Осмус поднялся и подошел к окну. Так-так! Значит, решили загнать его в Сурру, за болота и трясины, где обитает с медведями старый Нугис. Да, там вдалеке синеют высокие леса, вечно шумящие, словно море. Как часто он поглядывал в ту сторону, будто опасаясь в душе этой бесконечной синевы. Весь этот здешний угол с Куллиару, Туликсааре и Мяннисалу оторван от мира и затерян в лесной глуши, но Сурру… В эстонском языке и слова подходящего не найдешь для обозначения такой дыры, как Сурру!
— Ведь не мы замеряли лесосеки, а лесничество, — сказал он, видя, что Питкасте не торопится продолжать.
— Так-то так, но тогда лесничим был Питкасте, а у нового лесничего свои планы. В пятидесятом году у вас будет жизнь потруднее. Он вам покоя не даст, все тут переиначит, загонит вас к чертям на кулички, на окраину болота Люмату. Что ж, ведь лес там роскошный, что лиственный, что смешанный. А за Кяанис-озером, на Каарнамяэ, — отличные ельники. Нарезать там четыреста фестов с гектара — ничего не стоит, плевое дело.
— Нарезать! Нарезать легко, да ты попробуй их оттуда вывезти, если до шоссе десять километров чащи да болот. Там и волк не продерется, не то что телега.
— А Реммельгасу на это чихать. Его это печаль, что ли? Его дело — замерить делянки и оценить лес, а о том, как план выполнить, пускай Осмус думает!

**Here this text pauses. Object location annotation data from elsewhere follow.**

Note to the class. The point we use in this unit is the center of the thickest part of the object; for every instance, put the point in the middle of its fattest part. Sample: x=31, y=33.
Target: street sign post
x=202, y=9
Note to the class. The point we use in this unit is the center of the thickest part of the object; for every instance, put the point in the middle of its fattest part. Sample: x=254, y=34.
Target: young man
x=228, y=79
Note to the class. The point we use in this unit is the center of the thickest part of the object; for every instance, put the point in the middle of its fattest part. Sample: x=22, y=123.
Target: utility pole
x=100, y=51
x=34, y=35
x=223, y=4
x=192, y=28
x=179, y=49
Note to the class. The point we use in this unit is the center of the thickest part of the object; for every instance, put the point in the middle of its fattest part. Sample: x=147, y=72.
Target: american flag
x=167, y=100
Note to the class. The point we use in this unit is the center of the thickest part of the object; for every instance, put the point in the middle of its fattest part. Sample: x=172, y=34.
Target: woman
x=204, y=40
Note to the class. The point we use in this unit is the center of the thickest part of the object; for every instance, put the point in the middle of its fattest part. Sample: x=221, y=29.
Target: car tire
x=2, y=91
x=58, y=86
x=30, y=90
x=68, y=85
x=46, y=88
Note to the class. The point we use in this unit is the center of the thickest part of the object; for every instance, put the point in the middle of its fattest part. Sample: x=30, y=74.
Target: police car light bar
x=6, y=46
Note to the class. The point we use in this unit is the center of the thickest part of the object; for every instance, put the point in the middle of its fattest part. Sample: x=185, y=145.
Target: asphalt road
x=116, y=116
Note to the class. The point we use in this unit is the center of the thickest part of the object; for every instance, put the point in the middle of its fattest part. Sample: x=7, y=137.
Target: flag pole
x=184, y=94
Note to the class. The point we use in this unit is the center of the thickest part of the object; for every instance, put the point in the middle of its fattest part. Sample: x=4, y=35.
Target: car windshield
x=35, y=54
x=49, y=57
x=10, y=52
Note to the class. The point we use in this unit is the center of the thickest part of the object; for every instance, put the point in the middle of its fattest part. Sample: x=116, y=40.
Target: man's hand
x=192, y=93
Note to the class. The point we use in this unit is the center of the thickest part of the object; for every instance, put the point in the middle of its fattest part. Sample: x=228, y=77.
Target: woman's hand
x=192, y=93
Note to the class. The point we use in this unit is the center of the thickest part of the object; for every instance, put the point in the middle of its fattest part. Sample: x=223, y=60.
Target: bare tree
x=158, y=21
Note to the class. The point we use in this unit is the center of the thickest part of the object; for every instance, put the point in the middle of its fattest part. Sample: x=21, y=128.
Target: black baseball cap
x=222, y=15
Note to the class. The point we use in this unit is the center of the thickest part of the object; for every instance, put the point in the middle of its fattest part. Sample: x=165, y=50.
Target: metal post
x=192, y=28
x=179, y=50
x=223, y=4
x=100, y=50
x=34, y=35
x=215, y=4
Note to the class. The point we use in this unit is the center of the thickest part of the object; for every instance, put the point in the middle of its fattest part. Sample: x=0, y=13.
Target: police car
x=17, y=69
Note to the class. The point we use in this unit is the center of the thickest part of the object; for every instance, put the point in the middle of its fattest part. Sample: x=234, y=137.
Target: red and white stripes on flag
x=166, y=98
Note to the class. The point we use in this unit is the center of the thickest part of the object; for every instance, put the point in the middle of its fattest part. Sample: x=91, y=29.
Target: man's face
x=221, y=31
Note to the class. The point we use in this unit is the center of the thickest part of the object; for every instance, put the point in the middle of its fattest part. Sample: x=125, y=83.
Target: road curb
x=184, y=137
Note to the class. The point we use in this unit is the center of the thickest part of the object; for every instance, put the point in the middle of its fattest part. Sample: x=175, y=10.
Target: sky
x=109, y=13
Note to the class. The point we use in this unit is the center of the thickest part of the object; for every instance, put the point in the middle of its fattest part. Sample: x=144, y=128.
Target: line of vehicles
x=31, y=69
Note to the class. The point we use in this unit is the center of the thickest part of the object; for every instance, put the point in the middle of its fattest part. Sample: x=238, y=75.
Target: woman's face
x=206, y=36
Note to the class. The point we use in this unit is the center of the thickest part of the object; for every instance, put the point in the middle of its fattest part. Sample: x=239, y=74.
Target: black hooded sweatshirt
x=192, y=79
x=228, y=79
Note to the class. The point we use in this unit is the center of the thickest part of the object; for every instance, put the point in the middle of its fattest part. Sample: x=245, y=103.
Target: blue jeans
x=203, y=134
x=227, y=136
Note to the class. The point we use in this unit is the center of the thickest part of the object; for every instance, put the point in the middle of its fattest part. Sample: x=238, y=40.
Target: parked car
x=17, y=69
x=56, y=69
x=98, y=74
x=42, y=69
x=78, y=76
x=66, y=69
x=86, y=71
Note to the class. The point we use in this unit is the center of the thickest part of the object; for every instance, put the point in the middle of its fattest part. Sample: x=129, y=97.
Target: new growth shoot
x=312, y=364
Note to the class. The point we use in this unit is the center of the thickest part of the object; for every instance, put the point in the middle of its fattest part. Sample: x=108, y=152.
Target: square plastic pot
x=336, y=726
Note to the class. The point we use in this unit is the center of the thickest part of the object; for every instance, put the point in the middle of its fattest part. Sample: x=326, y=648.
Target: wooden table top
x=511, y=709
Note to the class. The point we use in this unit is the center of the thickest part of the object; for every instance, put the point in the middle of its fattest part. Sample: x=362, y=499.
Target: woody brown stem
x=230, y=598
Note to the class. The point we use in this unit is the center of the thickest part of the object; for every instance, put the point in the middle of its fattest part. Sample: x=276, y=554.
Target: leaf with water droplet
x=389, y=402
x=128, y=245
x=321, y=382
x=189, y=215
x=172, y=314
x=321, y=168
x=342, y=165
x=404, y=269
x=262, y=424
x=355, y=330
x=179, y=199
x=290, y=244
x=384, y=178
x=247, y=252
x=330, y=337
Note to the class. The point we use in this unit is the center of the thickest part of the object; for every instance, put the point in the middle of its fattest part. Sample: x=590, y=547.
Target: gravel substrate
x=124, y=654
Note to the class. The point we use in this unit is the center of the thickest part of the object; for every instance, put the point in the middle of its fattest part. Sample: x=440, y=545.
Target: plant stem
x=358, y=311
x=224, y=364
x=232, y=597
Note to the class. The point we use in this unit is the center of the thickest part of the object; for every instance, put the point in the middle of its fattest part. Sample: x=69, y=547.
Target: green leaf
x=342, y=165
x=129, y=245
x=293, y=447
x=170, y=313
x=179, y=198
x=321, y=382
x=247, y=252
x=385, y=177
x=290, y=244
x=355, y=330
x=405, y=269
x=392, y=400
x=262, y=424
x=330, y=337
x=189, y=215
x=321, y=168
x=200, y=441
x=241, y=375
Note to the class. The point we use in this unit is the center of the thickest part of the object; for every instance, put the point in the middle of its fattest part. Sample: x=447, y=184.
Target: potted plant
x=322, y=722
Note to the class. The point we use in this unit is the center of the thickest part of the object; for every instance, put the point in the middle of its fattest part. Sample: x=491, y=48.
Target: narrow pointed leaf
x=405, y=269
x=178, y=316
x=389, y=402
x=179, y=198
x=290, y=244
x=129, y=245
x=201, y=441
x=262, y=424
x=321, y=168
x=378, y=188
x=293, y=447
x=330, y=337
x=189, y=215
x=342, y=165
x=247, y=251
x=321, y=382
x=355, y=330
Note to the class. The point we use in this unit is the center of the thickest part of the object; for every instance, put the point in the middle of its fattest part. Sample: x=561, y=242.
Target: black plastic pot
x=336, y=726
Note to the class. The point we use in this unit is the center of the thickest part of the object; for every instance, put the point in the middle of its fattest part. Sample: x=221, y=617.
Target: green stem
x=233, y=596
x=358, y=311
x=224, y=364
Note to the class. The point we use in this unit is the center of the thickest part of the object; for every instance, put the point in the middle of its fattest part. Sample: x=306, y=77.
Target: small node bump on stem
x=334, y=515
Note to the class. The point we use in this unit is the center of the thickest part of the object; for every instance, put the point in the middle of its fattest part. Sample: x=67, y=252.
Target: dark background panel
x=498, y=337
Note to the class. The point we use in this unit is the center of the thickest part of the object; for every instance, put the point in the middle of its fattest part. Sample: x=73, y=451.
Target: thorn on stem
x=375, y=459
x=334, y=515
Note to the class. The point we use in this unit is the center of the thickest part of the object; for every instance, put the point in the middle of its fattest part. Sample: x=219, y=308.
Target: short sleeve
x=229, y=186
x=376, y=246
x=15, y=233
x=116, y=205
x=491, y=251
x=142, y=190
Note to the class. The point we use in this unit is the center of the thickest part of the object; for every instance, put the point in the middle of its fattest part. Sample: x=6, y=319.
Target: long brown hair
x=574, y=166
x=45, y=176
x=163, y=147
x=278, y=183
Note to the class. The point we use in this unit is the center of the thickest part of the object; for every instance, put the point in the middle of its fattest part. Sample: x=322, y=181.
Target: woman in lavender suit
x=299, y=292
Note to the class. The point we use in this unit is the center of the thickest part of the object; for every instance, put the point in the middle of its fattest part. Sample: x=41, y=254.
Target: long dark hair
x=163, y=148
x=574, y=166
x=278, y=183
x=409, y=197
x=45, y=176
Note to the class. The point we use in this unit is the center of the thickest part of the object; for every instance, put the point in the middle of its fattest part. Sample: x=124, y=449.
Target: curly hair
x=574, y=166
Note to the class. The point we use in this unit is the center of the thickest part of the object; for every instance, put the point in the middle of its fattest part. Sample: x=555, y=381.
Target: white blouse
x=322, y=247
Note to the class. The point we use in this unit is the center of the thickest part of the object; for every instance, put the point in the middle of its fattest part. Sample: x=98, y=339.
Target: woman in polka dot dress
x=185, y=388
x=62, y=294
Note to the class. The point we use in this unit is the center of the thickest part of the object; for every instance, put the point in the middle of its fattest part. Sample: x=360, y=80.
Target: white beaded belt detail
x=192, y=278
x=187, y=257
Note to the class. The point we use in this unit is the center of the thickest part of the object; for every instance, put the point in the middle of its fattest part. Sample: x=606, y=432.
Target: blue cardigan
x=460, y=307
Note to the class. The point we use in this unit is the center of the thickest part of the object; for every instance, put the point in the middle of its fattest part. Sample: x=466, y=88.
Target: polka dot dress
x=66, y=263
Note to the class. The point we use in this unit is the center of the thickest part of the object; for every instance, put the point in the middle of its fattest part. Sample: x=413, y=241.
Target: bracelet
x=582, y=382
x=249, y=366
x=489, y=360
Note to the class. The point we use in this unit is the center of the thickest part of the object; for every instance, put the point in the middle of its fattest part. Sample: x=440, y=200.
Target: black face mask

— «Осмус», «Осмус»! Будто дело только в одном Осмусе. А люди? Ведь там, кроме хибары сурруского лесника, нет ни одного дома. Где будут ночевать лесорубы и возчики? Твой умник об этом подумал? Трудно ли, вроде кукушки, подкинуть яйцо в чужое гнездо, пусть, мол, другие хоть пополам разорвутся. Нет, видно, этот парень совсем еще зеленый.
— Говорят, прямо из школы.
— Я же говорю, зелен. Я к нему съезжу и растолкую обстановку. Мы ведь работаем не на равнине и не в сосновом лесу на взгорье Пандивере, где так сухо. Не рехнулся же он, не сошел с ума…
— Какой там!
— И то слава богу. Он просто не в курсе местных условий, вот и все. Его оставили одного, никто не объяснил ему…
— Я ему объяснил, как сумел, что мне ни к чему шлепать по болотам и топям.
— Ты! Ты, брат, ветрогон, а с ним должен побеседовать человек знающий, специалист. Завтра же поеду… Нет, лучше попрошу бухгалтера, чтоб на воскресенье пригласил его ко мне обедать. Все равно ходит домой как раз мимо лесничества…
Осмус отправился в контору. Хельми, слушавшая весь этот разговор, торопливо начала собирать бумаги — часть сунула в портфель, часть положила Осмусу на стол.
— Подожди немножко. — Питкасте поднялся. — Нам ведь по дороге.
— Спасибо, не привыкла к провожатым.
С портфелем в руке девушка задержалась посреди комнаты. Вид у нее был задумчивый и нерешительный.
— А, может, все же проводить? — и Питкасте отвесил неуклюжий поклон.
— Не паясничай! Скажи мне лучше… что ты о нем думаешь?
Питкасте развел руками.
— О новом лесничем? Да он ничего себе. Среднего роста, нос прямой, глаза синие, лицо гладкое, парик на голове густой, не такой чахлый, как у меня…
— Будет тебе болтать! Я не о нем, а о его намерении перенести заготовки в глухие леса.